Leibniz Series Help Assembly Lang

Question

Need help calculating pie with leibniz series using Mips Assembly Lang.

I would input 10000 and it goes further from pie. I think my formula is wrong maybe? I am not to sure. I used a conditional branch to determine if the term is greater than zero or less than.

        .text
    .globl main

main:   
    la    $a0,prompt       # print string
    li    $v0,4            # service 4
    syscall

    li    $v0,5            # read int into $v0
    syscall                # service 5

    #Evaluate Pie
    move  $t2,$v0         #Move user number into $s0
    li     $t1,1          #Loop counter
    li.s   $f2,0.0        #Sum
    li.s   $f4,0.0        #Add to sum
    li.s   $f6,0.0        #Comparison 0.0
    li.s   $f8,1.0        #Use as floating i
    li.s   $f10,1.0       #Temp 1.0
    li.s   $f14,2.0       #Constant 2.0

loop:       
    beq   $t1,$t2,done    #While 1<User Input Cont
    mul.s $f4,$f14,$f8    #2.0*I
    add.s $f4,$f4,$f10    #2.0*I+1.0
    div.s $f4,$f10,$f4    #1.0/2.0*I+1.0
    addi  $t1,$t1,1       #Increment Loop Counter
    add.s $f8,$f8,$f10    #Increment Float I

    c.lt.s $f6,$f4        #Is 0.0 < Add to sum
    bc1t yes            
    sub.s $f2,$f4,$f2     #No so subtract
yes:    add.s $f2,$f4,$f2     #Yes so add

    j     loop

done:   
    mov.s $f12,$f2            #Move sum to float print
    li    $v0,2               # print sum
    syscall
    li    $v0,10              # exit
    syscall

    ##
    ##  Data Segment  
    ##
    .data
prompt: .asciiz "Enter number of terms: "   

Answer 1

There's two problems with the comparison before yes:

1) $f4 will never be negative, so the comparison will always go to yes and you'll always be adding terms to the sum.

2) If $f4 was ever negative and the check went to the next line instead, you're missing a j loop after the subtraction; it would subtract and then flow right into the yes label, which would just cancel out the subtraction.

The operand order on the sub is backwards (sub $a,$b,$c will do $a = $b - $c).

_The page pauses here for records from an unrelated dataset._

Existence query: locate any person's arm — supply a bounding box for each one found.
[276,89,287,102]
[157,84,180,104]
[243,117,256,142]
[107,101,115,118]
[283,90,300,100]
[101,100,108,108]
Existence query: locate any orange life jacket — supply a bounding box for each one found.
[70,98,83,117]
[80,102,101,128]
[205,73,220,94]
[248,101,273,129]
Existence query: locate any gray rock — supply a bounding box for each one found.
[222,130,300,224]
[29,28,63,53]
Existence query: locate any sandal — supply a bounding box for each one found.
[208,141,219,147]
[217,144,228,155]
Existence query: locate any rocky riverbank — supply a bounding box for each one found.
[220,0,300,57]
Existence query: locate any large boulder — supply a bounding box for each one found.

You also need to start the floating i at 0 instead of 1.

With all those fixes, I get:

...

    li.s   $f8,0.0        #Use as floating i

...

loop:       
    beq   $t1,$t2,done    #While 1<User Input Cont
    mul.s $f4,$f14,$f8    #2.0*I
    add.s $f4,$f4,$f10    #2.0*I+1.0
    div.s $f4,$f10,$f4    #1.0/2.0*I+1.0
    addi  $t1,$t1,1       #Increment Loop Counter
    add.s $f8,$f8,$f10    #Increment Float I

    andi  $t3,$t1,1
    beq   $t3,$zero,even

    sub.s $f2,$f2,$f4
    j     loop

even:
    add.s $f2,$f4,$f2
    j     loop

...

This outputs 0.78542465, which is roughly pi/4.